If there was one person who was hurting more than me when Rafel died, it was his little brother.

I thought about what Amélie said. Perhaps I should talk to him. I didn't even know how he was doing now. There were only a couple of months left before the school year ended, so I guess he must've been busy preparing for the baccalaureate, and if he were to try for the more competitive universities, he would have to sit for university entrance exams. I still had his number, sitting in my contacts.

I pondered over it for the next few days.
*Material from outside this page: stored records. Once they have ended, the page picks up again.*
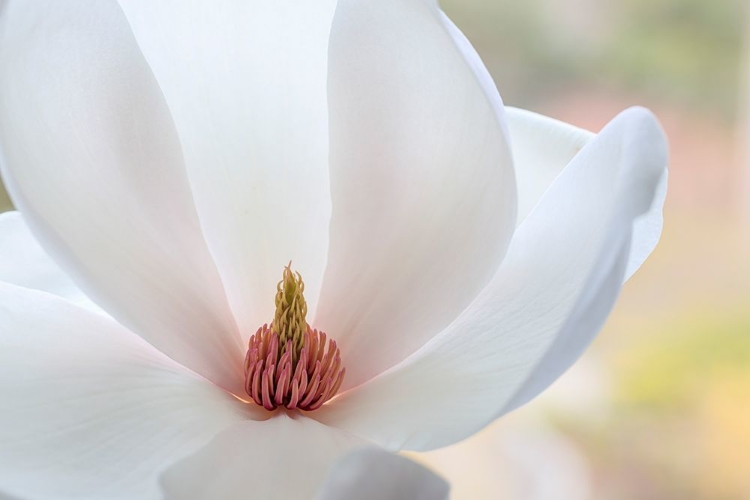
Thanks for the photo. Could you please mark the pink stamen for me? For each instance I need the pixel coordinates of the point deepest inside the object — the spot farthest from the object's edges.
(273, 378)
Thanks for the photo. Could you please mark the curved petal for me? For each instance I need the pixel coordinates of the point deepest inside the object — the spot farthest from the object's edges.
(91, 158)
(542, 147)
(373, 474)
(24, 263)
(562, 274)
(280, 458)
(246, 83)
(537, 168)
(90, 410)
(422, 182)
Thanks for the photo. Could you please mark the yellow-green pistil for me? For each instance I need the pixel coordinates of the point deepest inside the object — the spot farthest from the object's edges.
(290, 319)
(289, 363)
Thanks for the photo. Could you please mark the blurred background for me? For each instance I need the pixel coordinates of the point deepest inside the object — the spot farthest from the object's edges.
(659, 407)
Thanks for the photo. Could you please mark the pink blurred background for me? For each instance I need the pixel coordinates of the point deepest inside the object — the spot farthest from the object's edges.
(659, 407)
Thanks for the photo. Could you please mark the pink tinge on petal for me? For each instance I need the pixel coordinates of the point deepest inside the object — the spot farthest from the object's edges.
(273, 377)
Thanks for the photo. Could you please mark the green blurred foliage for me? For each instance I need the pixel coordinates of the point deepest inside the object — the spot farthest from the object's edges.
(681, 51)
(665, 371)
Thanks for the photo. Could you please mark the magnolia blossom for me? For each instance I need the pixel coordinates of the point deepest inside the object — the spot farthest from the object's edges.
(170, 159)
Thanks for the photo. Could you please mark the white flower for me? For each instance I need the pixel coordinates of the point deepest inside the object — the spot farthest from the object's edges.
(172, 157)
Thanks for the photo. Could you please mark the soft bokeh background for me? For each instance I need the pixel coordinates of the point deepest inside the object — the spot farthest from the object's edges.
(659, 407)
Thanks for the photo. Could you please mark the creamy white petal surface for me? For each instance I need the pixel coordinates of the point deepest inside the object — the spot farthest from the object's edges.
(91, 158)
(542, 147)
(372, 474)
(422, 183)
(538, 166)
(564, 269)
(90, 410)
(278, 459)
(24, 263)
(246, 84)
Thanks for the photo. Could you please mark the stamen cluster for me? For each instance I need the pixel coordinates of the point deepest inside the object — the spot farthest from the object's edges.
(273, 378)
(289, 364)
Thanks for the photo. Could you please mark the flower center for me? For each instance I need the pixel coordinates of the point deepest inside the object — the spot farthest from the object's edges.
(289, 364)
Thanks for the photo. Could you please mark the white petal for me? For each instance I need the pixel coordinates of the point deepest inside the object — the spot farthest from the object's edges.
(24, 263)
(277, 459)
(542, 147)
(421, 181)
(562, 274)
(246, 83)
(90, 410)
(373, 474)
(91, 159)
(537, 167)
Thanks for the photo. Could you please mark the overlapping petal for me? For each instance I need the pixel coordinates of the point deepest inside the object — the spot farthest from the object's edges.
(246, 84)
(90, 410)
(91, 158)
(373, 474)
(422, 182)
(563, 271)
(24, 263)
(281, 458)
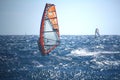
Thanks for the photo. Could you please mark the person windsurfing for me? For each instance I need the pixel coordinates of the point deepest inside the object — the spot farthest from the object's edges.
(97, 34)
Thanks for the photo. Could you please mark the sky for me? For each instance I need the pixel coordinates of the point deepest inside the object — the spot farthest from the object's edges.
(75, 17)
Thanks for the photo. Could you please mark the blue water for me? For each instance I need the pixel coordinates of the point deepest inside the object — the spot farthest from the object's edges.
(76, 58)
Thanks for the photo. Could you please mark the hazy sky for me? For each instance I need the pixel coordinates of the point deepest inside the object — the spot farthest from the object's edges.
(75, 17)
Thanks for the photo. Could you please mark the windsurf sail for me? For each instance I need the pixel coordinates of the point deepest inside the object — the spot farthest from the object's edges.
(49, 30)
(97, 34)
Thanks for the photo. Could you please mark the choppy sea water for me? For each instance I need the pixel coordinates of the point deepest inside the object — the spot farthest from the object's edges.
(76, 58)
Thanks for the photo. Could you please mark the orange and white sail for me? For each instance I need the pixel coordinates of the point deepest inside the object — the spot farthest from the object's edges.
(49, 30)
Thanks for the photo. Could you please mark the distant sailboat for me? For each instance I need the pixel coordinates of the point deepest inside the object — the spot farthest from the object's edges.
(49, 30)
(97, 34)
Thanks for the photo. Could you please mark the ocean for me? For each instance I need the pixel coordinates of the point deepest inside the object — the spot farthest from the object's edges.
(82, 57)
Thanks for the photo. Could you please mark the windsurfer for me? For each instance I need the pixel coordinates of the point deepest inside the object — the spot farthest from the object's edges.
(97, 32)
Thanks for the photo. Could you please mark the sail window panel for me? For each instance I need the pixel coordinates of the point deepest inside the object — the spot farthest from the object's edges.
(48, 26)
(51, 9)
(51, 15)
(53, 21)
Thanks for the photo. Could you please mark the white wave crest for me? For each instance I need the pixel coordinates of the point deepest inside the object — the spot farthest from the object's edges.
(84, 52)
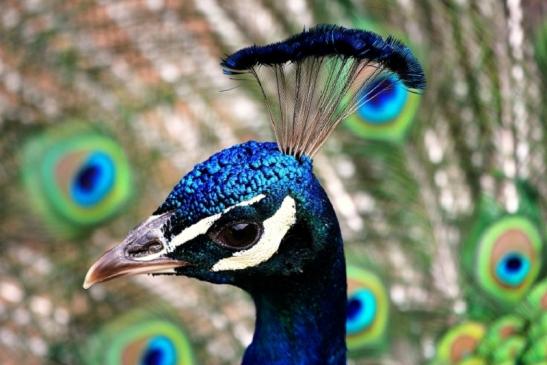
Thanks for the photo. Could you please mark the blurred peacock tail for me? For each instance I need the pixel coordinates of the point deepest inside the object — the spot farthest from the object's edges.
(423, 185)
(368, 312)
(140, 337)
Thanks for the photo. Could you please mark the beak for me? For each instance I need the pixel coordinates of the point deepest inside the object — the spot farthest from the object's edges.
(142, 252)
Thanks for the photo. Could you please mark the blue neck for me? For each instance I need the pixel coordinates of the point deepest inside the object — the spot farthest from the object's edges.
(301, 319)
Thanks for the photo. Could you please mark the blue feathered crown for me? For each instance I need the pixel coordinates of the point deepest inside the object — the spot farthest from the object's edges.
(315, 79)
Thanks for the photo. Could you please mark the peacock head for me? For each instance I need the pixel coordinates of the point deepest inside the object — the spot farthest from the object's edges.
(230, 220)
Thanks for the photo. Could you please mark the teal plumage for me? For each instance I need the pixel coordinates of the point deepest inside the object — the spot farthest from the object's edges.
(146, 76)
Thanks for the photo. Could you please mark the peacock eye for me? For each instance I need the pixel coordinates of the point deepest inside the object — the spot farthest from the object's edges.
(239, 235)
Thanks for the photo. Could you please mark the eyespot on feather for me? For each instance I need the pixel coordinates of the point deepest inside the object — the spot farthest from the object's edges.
(389, 112)
(75, 177)
(508, 258)
(367, 313)
(459, 343)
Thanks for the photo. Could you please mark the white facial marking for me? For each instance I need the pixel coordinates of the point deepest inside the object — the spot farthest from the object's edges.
(195, 230)
(275, 229)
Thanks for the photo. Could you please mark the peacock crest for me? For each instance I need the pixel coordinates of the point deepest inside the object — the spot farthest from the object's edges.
(439, 195)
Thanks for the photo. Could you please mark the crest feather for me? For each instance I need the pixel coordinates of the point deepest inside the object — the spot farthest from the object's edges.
(315, 79)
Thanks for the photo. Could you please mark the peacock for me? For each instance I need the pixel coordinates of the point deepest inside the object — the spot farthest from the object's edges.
(255, 216)
(440, 195)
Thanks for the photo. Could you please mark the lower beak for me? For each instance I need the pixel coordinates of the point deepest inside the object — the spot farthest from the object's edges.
(122, 261)
(112, 264)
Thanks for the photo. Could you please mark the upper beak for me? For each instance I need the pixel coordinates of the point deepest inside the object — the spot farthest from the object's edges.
(142, 252)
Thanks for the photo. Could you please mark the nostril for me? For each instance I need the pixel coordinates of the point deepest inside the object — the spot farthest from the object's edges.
(145, 249)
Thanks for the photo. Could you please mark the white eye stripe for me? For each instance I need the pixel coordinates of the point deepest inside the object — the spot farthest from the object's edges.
(275, 229)
(195, 230)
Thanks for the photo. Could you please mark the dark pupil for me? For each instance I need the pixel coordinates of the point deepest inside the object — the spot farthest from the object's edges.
(381, 91)
(354, 306)
(87, 177)
(513, 263)
(241, 234)
(152, 356)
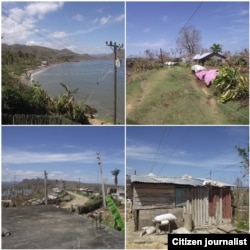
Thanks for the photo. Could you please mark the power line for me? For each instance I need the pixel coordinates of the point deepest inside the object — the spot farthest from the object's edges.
(160, 148)
(177, 146)
(195, 11)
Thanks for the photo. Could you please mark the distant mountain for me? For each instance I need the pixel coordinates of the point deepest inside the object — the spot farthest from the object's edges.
(44, 53)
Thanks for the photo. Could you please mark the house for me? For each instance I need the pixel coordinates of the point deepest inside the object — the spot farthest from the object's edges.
(201, 58)
(44, 63)
(207, 202)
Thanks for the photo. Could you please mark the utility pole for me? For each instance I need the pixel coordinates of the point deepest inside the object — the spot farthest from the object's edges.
(45, 187)
(79, 182)
(103, 189)
(114, 47)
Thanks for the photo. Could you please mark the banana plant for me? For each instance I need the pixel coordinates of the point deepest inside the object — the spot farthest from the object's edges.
(118, 221)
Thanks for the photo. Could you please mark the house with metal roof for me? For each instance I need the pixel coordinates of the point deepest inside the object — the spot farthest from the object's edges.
(207, 202)
(202, 58)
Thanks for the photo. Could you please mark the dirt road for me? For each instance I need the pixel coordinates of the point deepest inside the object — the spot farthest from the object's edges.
(77, 201)
(174, 96)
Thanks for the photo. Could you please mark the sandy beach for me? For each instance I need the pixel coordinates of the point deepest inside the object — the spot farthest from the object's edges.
(27, 77)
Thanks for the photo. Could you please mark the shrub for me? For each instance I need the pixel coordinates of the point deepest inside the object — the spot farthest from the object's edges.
(91, 206)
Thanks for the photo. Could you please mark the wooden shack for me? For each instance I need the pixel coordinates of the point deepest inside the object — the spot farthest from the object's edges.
(207, 202)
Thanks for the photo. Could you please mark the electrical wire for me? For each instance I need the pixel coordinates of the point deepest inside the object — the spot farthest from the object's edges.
(177, 146)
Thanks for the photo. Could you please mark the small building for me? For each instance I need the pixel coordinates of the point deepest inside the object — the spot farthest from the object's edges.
(44, 63)
(207, 202)
(201, 58)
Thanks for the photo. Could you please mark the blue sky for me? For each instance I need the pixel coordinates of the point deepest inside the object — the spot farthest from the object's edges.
(155, 25)
(191, 150)
(66, 153)
(83, 27)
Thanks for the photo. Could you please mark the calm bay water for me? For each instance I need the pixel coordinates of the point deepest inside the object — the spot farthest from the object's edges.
(95, 81)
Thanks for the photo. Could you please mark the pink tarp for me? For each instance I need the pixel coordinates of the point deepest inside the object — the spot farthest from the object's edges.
(207, 75)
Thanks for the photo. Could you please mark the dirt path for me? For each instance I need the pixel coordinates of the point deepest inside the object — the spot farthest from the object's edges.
(172, 96)
(135, 241)
(78, 200)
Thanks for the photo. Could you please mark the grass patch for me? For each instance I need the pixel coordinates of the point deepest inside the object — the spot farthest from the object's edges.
(173, 95)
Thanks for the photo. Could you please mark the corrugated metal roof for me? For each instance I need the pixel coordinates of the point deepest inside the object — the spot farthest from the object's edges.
(184, 180)
(200, 56)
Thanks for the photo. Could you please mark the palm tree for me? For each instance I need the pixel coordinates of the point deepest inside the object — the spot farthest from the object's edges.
(216, 48)
(115, 173)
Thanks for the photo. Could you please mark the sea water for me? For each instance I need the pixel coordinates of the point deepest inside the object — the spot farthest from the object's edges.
(94, 80)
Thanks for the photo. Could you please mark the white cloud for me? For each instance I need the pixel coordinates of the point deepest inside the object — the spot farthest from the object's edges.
(28, 157)
(20, 24)
(59, 34)
(78, 18)
(146, 44)
(105, 20)
(119, 18)
(164, 19)
(41, 9)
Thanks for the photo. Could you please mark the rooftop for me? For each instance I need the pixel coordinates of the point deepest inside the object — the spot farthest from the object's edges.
(47, 227)
(183, 180)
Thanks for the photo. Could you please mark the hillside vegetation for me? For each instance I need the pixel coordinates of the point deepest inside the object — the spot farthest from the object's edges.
(173, 95)
(31, 104)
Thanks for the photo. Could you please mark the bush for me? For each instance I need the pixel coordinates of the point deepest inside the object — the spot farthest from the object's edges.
(93, 205)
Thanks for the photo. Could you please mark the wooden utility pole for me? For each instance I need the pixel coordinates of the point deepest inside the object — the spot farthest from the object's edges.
(114, 47)
(45, 187)
(103, 189)
(161, 56)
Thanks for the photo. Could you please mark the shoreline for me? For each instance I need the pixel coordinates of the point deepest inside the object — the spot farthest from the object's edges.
(27, 79)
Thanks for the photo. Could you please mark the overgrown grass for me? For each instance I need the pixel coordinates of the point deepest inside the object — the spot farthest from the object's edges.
(174, 96)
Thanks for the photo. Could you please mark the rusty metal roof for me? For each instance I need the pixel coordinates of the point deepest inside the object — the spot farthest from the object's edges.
(183, 180)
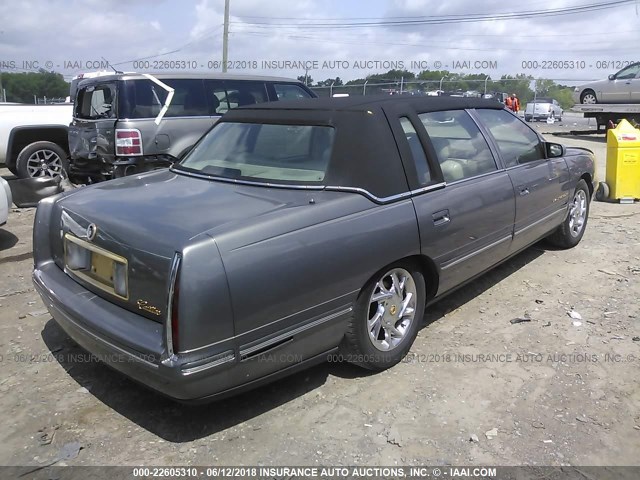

Every time I wanted to pick up the phone and give the boy a call, I felt a paralysing hesitation, and eventually I never did.

I had an itching feeling to find out how he was doing, and in the end I gave in and looked him up on social media. I struggled to remember his handle, so I had to search for him from Rafel's account.

I hadn't viewed Rafel's profile in a very long while. I was hit by a wave of nostalgia as I scrolled down and looked at all the pictures that he had posted. It all seemed like a lifetime ago. And in a sense it was – from a life that I could never have again. A life where my best friend was still alive.